Testemunhas relataram à agência Associated Press que a polícia tentou conter o tumulto, mas não conseguiu impedir o incêndio. Segundo o vice-comissário sênior Jean Claude Mukendi, chefe do departamento de segurança pública da província de Ituri, os manifestantes não entenderam os protocolos de sepultamento exigidos durante o surto.
“A família, amigos e outros jovens queriam levar o corpo para um funeral em casa, porém as diretrizes determinam que todas as vítimas sejam enterradas conforme normas específicas”, afirmou Mukendi.
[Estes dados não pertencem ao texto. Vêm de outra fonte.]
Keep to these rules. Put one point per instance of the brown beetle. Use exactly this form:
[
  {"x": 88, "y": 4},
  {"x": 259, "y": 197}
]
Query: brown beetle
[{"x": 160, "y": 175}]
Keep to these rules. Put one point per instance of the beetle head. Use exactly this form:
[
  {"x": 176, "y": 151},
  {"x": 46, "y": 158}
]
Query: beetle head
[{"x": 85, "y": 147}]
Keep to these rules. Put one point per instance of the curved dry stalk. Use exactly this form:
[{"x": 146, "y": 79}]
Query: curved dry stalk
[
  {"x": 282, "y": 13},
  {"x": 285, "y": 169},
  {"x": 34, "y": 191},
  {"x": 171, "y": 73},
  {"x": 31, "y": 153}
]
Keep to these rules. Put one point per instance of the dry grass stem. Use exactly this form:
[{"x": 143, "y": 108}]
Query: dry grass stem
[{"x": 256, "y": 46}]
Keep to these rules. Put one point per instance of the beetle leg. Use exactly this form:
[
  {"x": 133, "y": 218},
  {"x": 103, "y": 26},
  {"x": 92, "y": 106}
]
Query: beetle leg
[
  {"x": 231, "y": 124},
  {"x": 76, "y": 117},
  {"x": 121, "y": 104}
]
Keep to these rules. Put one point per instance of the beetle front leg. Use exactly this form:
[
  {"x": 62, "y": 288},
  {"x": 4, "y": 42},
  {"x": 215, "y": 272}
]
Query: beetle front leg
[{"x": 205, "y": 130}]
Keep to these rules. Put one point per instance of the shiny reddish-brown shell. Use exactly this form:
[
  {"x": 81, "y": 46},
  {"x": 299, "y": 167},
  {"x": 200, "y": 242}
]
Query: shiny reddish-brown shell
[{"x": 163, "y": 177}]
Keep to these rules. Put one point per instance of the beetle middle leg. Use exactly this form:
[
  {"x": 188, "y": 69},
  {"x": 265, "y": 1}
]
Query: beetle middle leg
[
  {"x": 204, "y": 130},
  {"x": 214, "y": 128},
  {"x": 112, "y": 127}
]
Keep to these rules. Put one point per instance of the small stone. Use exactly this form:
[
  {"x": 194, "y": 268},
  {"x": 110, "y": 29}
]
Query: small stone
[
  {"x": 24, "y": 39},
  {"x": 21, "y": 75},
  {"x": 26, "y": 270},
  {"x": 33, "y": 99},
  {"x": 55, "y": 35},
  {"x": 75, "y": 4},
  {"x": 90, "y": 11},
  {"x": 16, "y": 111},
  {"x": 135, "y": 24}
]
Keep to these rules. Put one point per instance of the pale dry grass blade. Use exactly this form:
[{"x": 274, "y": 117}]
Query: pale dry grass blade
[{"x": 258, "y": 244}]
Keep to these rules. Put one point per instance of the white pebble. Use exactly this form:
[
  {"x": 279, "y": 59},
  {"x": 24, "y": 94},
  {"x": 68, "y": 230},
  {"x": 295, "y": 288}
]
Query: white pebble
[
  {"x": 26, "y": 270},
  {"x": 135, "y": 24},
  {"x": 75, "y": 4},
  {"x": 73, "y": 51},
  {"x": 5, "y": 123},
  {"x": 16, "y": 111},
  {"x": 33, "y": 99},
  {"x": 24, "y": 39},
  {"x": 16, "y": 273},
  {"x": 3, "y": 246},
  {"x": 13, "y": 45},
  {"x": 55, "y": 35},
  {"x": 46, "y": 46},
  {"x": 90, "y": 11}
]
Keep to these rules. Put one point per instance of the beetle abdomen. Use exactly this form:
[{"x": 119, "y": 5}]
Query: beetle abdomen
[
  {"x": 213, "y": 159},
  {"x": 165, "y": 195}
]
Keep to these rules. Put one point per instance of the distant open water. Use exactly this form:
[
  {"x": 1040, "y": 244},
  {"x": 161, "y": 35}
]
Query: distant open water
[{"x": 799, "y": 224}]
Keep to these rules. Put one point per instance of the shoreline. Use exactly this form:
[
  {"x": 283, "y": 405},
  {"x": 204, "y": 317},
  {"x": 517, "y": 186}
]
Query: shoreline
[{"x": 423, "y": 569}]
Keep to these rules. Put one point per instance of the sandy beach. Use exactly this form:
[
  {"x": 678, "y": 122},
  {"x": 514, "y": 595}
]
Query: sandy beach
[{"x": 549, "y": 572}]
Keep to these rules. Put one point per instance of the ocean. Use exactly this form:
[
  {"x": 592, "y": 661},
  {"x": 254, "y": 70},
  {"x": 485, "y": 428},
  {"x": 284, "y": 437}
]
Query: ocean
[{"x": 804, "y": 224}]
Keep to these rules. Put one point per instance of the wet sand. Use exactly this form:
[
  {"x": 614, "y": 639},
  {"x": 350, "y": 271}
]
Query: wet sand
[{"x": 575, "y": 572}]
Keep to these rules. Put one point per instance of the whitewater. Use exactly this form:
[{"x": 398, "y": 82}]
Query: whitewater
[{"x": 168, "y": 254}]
Surto classificado como emergência internacional
A Organização Mundial da Saúde (OMS) declarou o atual surto de ebola uma emergência de saúde pública de interesse internacional. Na sexta-feira, 22 de maio, o órgão informou que o número de mortes na RDC chegou a 177.
Equipes dos Centros de Controle e Prevenção de Doenças da África (Africa CDC) desembarcaram no país na quinta-feira, 21 de maio, para coordenar ações de contenção do vírus.